Scientists grow bone from human embryonic stem cells
As people live longer, repairing or regenerating human tissues has become an ever-more critical issue. Just in the past decade alone, human stem cells are emerging as powerful tools for tissue regeneration, as they can differentiate into many diverse specialized cell types as well as self-renew to produce more stem cells. And now they are used to study bone development, build models of disease, and establish new clinical modalities for treating large bone defects.
In a study published this week in the online Early Edition of PNAS (Proceedings of the National Academy of Sciences), researchers at Columbia University’s School of Engineering and Applied Science, led by Gordana Vunjak-Novakovic, Mikati Foundation Professor of Biomedical Engineering, have shown, for the first time, that human embryonic stem cells can be used to grow bone tissue grafts for use in research and potential therapeutic application.
“This is the first demonstration that human embryonic stem cells can be directed to form compact, stable, living bone in sizes sufficient for future studies and eventually clinical applications,” says Vunjak-Novakovic, who is also professor of medical sciences, vice chair of the Department of Biomedical Engineering, and director of the Laboratory for Stem Cells and Tissue Engineering.
In this study, Vunjak-Novakovic and her team, with former postdoctoral student Darja Marolt as a lead author, used a “cell-instructive” environment that they engineered by using a specialized scaffold that induced bone formation, and a bioreactor that perfused fluid through the forming tissue to maintain cell viability. Marolt is now a New York Stem Cell Foundation-Helmsley Investigator.

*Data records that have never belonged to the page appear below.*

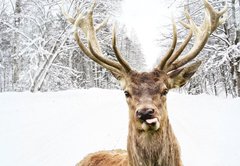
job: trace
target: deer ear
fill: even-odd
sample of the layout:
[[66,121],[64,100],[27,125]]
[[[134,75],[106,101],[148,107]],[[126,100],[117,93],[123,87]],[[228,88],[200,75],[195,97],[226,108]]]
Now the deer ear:
[[190,66],[186,66],[181,69],[176,69],[169,73],[170,88],[179,88],[187,83],[187,81],[194,75],[198,67],[201,65],[201,61],[197,61]]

“We were happy to find that these versatile human cells consistently made compact bone tissue large enough to repair centimeter-sized defects,” says Vunjak-Novakovic. “This engineered bone tissue developed, remodeled, and connected to the vascular supply of the host, without a single incidence of tumor growth.”
Vunjak-Novakovic and her team are focused on three separate but related areas of research. They want to grow living bone grafts with a wide range of sizes, shapes, structural, and mechanical properties suitable for clinical use. In addition, she says that embryonic stem cells are a “perfect” model to study development, and to learn how the cells commit to specific paths leading into the formation of specific organs, and thus gain specific functions. “The engineered bone resembles some aspects of the environment in vivo,” she adds, “and it enables us to study bone development under biologically sound yet controllable conditions.”

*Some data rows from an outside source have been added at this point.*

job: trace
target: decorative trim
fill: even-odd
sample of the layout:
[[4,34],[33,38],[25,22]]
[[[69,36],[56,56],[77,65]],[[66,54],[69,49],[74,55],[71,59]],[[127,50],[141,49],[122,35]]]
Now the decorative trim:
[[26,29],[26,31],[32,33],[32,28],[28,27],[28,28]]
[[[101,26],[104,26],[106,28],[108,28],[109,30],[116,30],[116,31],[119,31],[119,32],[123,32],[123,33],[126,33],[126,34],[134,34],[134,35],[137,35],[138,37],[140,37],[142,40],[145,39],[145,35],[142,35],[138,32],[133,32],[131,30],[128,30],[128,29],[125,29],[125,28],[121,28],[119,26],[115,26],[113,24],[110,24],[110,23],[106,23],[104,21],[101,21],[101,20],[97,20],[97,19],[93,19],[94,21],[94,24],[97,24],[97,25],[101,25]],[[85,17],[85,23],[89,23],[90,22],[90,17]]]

The team is also planning to use engineered bone to build models of disease. Marolt has already worked on in vitro studies of drugs using the engineered bone model, and Vunjak-Novakovic’s laboratory is now using this model system to study the formation and metastasis of bone tumors.

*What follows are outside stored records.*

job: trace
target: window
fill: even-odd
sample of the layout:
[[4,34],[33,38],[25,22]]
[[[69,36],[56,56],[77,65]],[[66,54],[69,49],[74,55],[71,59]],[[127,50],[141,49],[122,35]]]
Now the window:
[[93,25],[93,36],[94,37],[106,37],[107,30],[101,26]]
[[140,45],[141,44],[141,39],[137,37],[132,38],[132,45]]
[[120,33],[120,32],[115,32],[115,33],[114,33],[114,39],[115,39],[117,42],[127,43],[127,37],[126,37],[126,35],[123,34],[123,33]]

“I really love tissue engineering,” says Vunjak-Novakovic, “because of the complexity of the problems we study and the prospects to help us live longer and better, by providing ‘spare parts’ for our tissues and organs. It’s thrilling to see that some of the greatest young talent is attracted to this tissue engineering and regenerative medicine, with Dr. Marolt being a prominent example. The advanced technologies we are developing and the progress being made with human stem cells are instrumental for this exciting work to get to the next level.”